The shard-balancer wrecks so much havoc on these large predicates that we had to completely disable it. It moves things too frequently, and its only criteria is size (instead of “hotness”). Any time one of these large predicates is moved (or indexed), the cluster grinds to a halt because incoming data gets stuck behind the operation- so much so that if we have to move a predicate, we have to pause all of our ingestion pipelines and wait for dgraph to catch up.
No query planner
Dgraph makes naive decisions on how a query gets executed- for instance, if filtering by two predicate A and B in a query,
- A with 1 billion unique UIDs, with an index
- B with 10 unique UIDs, without an index,
dgraph will choose A over be if it sees that A is indexed, but B would have bounded the query faster. Its frustrating when end users of our system have to do things like write their query in reverse to get better performance.
Related, cascade
is one of dgraph’s most powerful features, but without a smarter query planner, deep/wide cascades can be unusably slow. This is frustrating since the whole reason you chose a graph db is because you want cheap inner-joins
Im excited for the roaring bitmaps work, as I could see that improving some of these issues.
Upsert by xid painful for ingest-heavy workloads
All of our inserts happen with deterministic ids- but since dgraph creates its own uid for everything, we are forced to have every insert be an upsert. (Query by xid
, if it doesn’t exist, add it, otherwise update it).
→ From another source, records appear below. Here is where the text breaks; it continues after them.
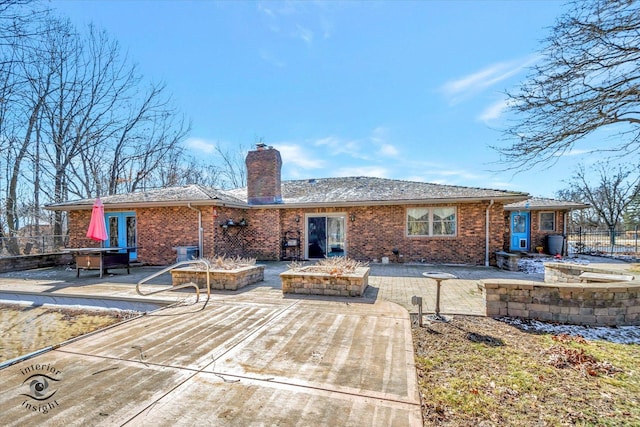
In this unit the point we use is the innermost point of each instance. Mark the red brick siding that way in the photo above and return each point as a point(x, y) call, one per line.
point(263, 176)
point(375, 232)
point(537, 236)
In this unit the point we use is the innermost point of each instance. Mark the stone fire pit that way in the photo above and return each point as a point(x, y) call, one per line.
point(306, 281)
point(231, 280)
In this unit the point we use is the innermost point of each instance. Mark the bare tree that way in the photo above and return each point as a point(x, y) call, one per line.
point(616, 188)
point(588, 79)
point(234, 173)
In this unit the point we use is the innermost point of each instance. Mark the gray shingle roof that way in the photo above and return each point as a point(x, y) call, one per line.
point(321, 191)
point(367, 189)
point(541, 203)
point(196, 194)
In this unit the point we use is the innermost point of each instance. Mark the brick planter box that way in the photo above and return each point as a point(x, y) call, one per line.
point(313, 283)
point(230, 280)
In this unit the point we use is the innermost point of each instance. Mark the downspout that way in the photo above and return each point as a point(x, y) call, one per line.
point(486, 250)
point(200, 254)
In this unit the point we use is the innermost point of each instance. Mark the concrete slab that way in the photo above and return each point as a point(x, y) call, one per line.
point(226, 362)
point(247, 357)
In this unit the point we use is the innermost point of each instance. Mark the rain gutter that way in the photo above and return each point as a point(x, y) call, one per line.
point(200, 254)
point(486, 251)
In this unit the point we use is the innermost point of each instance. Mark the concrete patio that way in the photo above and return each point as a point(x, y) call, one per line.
point(247, 357)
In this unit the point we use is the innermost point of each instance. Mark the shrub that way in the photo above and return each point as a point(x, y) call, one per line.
point(336, 266)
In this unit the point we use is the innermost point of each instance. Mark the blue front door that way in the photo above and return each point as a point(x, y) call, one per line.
point(519, 231)
point(121, 229)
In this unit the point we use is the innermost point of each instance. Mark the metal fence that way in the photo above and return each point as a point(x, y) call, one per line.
point(29, 245)
point(612, 243)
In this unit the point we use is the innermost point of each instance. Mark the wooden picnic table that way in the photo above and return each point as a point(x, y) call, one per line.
point(101, 259)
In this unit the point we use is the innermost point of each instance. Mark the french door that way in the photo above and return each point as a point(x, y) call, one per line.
point(121, 229)
point(325, 236)
point(519, 231)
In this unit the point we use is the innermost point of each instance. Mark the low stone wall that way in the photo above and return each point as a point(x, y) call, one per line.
point(311, 283)
point(558, 272)
point(230, 280)
point(28, 262)
point(507, 261)
point(601, 304)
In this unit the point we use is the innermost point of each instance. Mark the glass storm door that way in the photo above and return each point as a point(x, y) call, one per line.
point(325, 236)
point(121, 229)
point(519, 231)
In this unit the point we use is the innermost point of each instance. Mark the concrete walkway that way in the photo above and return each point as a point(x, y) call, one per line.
point(250, 357)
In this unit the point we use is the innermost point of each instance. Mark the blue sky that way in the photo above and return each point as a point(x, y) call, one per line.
point(399, 89)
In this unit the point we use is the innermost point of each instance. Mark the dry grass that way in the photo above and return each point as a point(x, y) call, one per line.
point(25, 329)
point(336, 266)
point(480, 371)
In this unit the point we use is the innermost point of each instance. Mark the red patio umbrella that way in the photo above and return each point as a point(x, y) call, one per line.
point(97, 228)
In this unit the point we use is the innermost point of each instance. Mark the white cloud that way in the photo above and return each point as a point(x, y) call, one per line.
point(295, 155)
point(474, 83)
point(494, 111)
point(268, 57)
point(201, 145)
point(374, 171)
point(338, 146)
point(388, 150)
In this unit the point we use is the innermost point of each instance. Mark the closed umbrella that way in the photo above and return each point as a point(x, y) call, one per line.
point(97, 228)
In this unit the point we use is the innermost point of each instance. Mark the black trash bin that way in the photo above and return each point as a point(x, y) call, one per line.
point(555, 244)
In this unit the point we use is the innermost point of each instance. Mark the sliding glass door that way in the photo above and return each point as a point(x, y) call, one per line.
point(325, 236)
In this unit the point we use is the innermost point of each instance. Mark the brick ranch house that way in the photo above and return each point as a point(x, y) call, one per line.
point(529, 223)
point(363, 218)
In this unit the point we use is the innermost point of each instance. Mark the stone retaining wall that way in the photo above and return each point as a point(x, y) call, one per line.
point(230, 280)
point(310, 283)
point(507, 261)
point(601, 304)
point(28, 262)
point(558, 272)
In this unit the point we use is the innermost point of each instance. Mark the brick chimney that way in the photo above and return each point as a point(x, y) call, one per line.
point(263, 176)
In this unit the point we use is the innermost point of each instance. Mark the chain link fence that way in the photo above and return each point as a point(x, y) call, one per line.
point(31, 245)
point(623, 244)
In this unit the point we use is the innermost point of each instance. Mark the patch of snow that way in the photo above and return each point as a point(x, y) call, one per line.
point(618, 334)
point(535, 265)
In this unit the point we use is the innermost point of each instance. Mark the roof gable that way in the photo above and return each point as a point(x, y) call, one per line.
point(541, 203)
point(379, 190)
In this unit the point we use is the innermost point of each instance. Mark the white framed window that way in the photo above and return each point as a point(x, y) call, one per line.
point(547, 221)
point(435, 221)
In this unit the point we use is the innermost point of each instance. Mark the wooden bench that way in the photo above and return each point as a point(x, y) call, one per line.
point(602, 277)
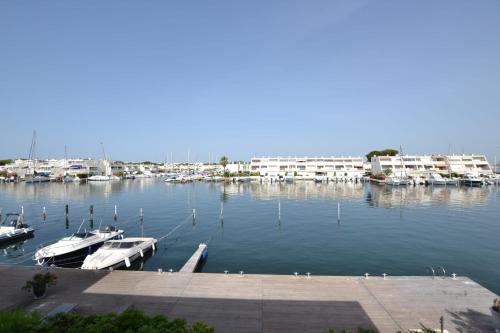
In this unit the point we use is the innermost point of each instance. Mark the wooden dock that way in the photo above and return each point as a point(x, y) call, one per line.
point(266, 303)
point(192, 263)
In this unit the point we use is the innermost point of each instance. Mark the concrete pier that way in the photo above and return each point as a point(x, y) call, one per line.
point(266, 303)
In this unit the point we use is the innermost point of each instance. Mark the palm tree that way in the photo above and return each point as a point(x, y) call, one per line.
point(224, 161)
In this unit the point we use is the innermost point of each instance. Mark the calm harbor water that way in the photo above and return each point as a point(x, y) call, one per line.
point(398, 231)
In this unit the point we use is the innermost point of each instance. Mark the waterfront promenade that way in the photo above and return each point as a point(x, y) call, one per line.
point(266, 303)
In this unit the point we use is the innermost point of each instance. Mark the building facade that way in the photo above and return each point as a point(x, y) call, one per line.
point(422, 165)
point(308, 167)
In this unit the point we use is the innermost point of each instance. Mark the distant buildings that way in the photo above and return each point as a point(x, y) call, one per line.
point(272, 167)
point(308, 167)
point(423, 165)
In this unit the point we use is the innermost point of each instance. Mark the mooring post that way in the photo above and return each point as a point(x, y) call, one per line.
point(338, 212)
point(91, 216)
point(279, 210)
point(141, 214)
point(222, 211)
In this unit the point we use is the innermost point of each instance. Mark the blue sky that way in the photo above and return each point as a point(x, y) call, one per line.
point(243, 78)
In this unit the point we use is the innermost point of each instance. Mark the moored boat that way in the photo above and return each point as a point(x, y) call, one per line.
point(13, 227)
point(119, 253)
point(73, 249)
point(471, 180)
point(435, 179)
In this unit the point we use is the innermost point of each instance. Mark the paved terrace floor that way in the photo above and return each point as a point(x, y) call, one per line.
point(266, 303)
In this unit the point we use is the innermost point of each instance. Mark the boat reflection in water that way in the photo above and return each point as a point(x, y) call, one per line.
point(14, 248)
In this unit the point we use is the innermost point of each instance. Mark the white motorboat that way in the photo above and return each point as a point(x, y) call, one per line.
point(435, 179)
point(73, 249)
point(119, 253)
point(102, 178)
point(471, 180)
point(13, 227)
point(393, 181)
point(142, 175)
point(451, 181)
point(36, 178)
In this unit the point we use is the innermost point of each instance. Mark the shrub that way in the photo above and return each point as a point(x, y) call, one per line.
point(130, 321)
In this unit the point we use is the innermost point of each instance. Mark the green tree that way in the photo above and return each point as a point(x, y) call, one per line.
point(224, 161)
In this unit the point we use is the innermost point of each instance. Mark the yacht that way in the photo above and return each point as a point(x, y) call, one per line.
point(394, 181)
point(36, 178)
point(435, 179)
point(119, 253)
point(99, 178)
point(72, 249)
point(13, 227)
point(471, 180)
point(451, 181)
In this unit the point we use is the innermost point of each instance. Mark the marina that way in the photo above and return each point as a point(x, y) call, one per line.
point(343, 228)
point(267, 303)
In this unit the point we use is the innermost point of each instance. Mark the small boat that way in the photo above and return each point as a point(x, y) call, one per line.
point(119, 253)
point(435, 179)
point(470, 180)
point(99, 178)
point(36, 178)
point(73, 249)
point(393, 181)
point(13, 228)
point(451, 181)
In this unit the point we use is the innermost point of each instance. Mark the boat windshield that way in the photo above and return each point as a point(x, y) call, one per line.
point(77, 236)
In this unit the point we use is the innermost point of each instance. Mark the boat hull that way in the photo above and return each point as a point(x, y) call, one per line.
point(4, 239)
point(74, 258)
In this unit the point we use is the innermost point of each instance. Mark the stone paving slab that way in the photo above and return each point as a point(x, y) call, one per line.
point(266, 303)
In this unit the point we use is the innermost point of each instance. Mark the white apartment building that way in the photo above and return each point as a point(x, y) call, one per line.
point(308, 167)
point(71, 166)
point(422, 165)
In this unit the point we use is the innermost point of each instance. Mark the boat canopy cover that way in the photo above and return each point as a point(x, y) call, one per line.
point(77, 236)
point(121, 245)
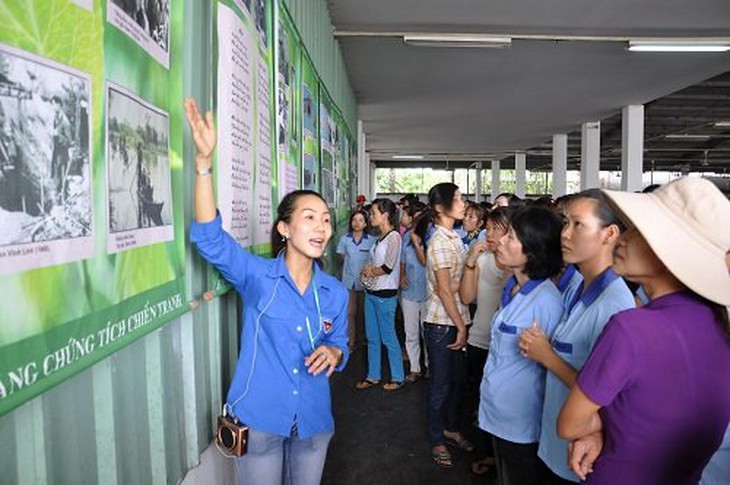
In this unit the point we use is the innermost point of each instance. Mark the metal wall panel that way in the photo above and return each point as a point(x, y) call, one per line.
point(313, 21)
point(145, 414)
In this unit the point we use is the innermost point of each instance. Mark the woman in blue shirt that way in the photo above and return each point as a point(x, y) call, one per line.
point(354, 247)
point(413, 287)
point(512, 388)
point(294, 327)
point(588, 241)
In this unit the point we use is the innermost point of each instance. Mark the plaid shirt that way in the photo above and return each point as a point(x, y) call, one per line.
point(445, 250)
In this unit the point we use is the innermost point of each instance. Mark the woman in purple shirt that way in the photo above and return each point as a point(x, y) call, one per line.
point(651, 403)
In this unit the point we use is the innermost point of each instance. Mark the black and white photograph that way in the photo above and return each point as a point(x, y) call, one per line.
point(45, 175)
point(260, 19)
point(147, 22)
point(285, 73)
point(138, 171)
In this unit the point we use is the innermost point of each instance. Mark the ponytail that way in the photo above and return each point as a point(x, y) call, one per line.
point(424, 223)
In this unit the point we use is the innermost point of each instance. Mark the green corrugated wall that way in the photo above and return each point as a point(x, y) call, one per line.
point(146, 413)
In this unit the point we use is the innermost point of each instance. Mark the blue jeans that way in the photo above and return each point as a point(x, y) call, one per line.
point(448, 381)
point(275, 460)
point(380, 327)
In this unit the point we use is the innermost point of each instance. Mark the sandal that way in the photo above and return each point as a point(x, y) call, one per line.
point(366, 383)
point(413, 377)
point(461, 443)
point(393, 385)
point(480, 467)
point(442, 458)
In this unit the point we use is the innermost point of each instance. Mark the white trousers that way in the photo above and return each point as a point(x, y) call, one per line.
point(413, 327)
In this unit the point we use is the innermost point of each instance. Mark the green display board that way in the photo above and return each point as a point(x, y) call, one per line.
point(289, 117)
point(310, 126)
point(91, 126)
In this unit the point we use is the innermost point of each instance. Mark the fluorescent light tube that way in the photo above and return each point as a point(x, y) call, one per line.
point(457, 40)
point(667, 45)
point(686, 136)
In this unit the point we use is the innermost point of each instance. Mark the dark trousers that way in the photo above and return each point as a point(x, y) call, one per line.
point(518, 463)
point(477, 358)
point(447, 385)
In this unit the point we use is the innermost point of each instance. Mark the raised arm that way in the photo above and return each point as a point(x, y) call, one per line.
point(205, 136)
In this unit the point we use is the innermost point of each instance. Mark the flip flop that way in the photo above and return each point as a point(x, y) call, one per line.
point(442, 458)
point(366, 383)
point(461, 443)
point(393, 385)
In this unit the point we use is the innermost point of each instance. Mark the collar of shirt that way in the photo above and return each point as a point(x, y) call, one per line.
point(524, 289)
point(594, 290)
point(362, 238)
point(567, 276)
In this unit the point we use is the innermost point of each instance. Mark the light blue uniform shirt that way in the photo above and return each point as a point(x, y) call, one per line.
point(356, 255)
point(415, 271)
point(570, 283)
point(512, 388)
point(717, 471)
point(271, 388)
point(573, 340)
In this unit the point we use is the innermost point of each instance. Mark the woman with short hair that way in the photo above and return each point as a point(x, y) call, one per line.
point(588, 240)
point(512, 388)
point(652, 402)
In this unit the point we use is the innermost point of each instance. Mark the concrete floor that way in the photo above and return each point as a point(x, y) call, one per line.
point(380, 437)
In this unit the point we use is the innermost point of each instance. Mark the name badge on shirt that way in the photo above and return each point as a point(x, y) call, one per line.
point(511, 329)
point(563, 347)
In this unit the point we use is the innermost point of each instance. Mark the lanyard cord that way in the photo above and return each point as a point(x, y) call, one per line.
point(319, 315)
point(228, 409)
point(255, 350)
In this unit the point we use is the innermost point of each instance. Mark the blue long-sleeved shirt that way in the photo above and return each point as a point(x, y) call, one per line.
point(271, 388)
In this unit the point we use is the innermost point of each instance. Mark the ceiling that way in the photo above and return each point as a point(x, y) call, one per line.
point(471, 104)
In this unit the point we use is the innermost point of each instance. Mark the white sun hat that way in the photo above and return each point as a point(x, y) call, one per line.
point(687, 224)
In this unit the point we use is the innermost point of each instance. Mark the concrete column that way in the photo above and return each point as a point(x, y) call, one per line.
point(478, 182)
point(370, 193)
point(590, 155)
point(520, 174)
point(632, 147)
point(496, 184)
point(560, 165)
point(363, 165)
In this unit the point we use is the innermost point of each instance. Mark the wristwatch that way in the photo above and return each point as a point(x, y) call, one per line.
point(203, 171)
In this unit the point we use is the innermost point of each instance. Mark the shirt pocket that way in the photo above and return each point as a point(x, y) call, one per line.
point(505, 340)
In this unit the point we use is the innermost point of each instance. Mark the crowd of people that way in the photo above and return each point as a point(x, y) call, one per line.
point(574, 329)
point(589, 336)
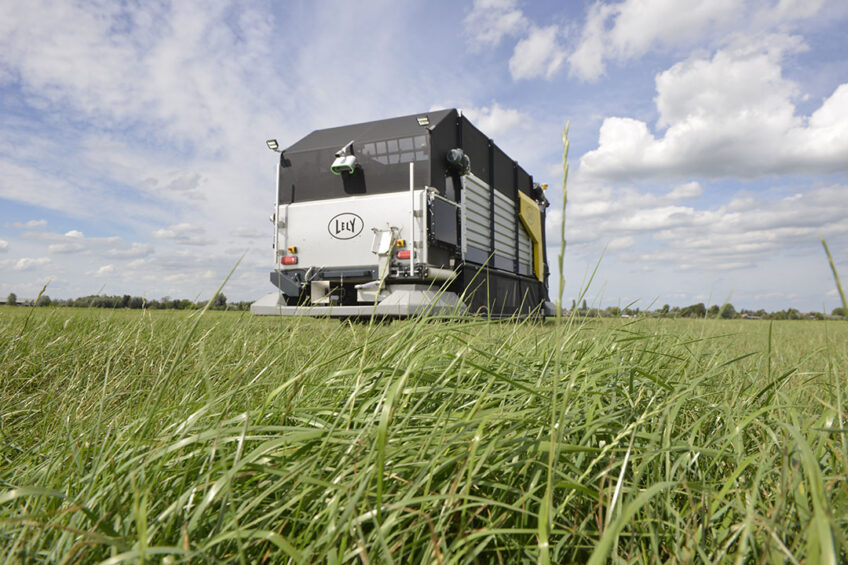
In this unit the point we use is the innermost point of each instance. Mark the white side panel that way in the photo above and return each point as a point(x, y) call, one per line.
point(338, 232)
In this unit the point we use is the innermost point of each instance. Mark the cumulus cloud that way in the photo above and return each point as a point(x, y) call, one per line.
point(622, 31)
point(29, 263)
point(184, 233)
point(249, 233)
point(734, 234)
point(489, 21)
point(686, 191)
point(495, 119)
point(72, 247)
point(732, 115)
point(538, 52)
point(539, 55)
point(26, 225)
point(134, 251)
point(104, 270)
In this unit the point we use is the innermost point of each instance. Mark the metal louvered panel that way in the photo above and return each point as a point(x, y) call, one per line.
point(504, 226)
point(525, 251)
point(476, 210)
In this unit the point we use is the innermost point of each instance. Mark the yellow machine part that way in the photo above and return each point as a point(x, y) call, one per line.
point(531, 217)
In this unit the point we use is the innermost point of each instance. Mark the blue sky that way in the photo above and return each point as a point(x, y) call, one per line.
point(709, 140)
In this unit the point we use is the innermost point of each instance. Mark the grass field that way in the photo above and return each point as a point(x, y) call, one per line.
point(169, 437)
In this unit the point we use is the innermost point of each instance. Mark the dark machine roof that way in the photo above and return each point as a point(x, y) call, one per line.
point(336, 138)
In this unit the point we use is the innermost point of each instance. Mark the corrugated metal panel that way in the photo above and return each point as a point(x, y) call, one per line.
point(525, 251)
point(475, 198)
point(505, 227)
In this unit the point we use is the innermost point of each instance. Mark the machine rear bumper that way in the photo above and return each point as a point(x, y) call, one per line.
point(402, 301)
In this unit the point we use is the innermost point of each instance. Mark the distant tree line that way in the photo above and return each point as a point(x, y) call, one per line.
point(132, 302)
point(700, 310)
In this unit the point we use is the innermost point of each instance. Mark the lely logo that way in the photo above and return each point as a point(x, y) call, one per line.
point(345, 226)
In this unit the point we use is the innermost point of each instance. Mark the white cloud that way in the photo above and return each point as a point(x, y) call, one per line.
point(627, 30)
point(734, 234)
point(185, 233)
point(539, 55)
point(73, 247)
point(29, 263)
point(620, 243)
point(26, 225)
point(135, 251)
point(249, 233)
point(496, 120)
point(686, 191)
point(489, 21)
point(104, 270)
point(731, 115)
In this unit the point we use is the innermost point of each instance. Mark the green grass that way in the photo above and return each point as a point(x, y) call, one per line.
point(126, 436)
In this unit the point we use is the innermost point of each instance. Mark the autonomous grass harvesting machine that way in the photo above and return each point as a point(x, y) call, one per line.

This puts pressure on the cluster that I wish we had a way to avoid. We want to be able to do blind-writes.
We’d be happy to hash our ids in a way that they became dgraph uint64 uids (that we could insert directly), but it feels like dgraph is not intended to work this way (the way the zeros lease blocks of uids, them being contiguous and sequential, etc)
Feature Wishlist
All of the data we store in dgraph is temporal, so we’ve had to do some gnarly gymnastics to allow users to filter nodes/edges by spans of time (we have dangling “timerange” nodes that hang off of every node in the graph… which we use as a filtering mechanism via cascade
).
I would be over the moon is dgraph had a native timerange
type that was just [starttime, endtime]
. This would allow us to put a list of timeranges directly on a node, and then a query like intersects(100,200)
return us a node that had a timerange predicate like [0,110], [180, 300]
. This would reduce the stress we put on the cluster across the board.
Dgraph has a strong foundation, and I know the team has ideas about the issues I’ve brought up. To echo some of the other commenters, I am more interested in dgraph as a graph databse than a gql platform, given dgraph is the only modern, cloud-native, graphdb in town.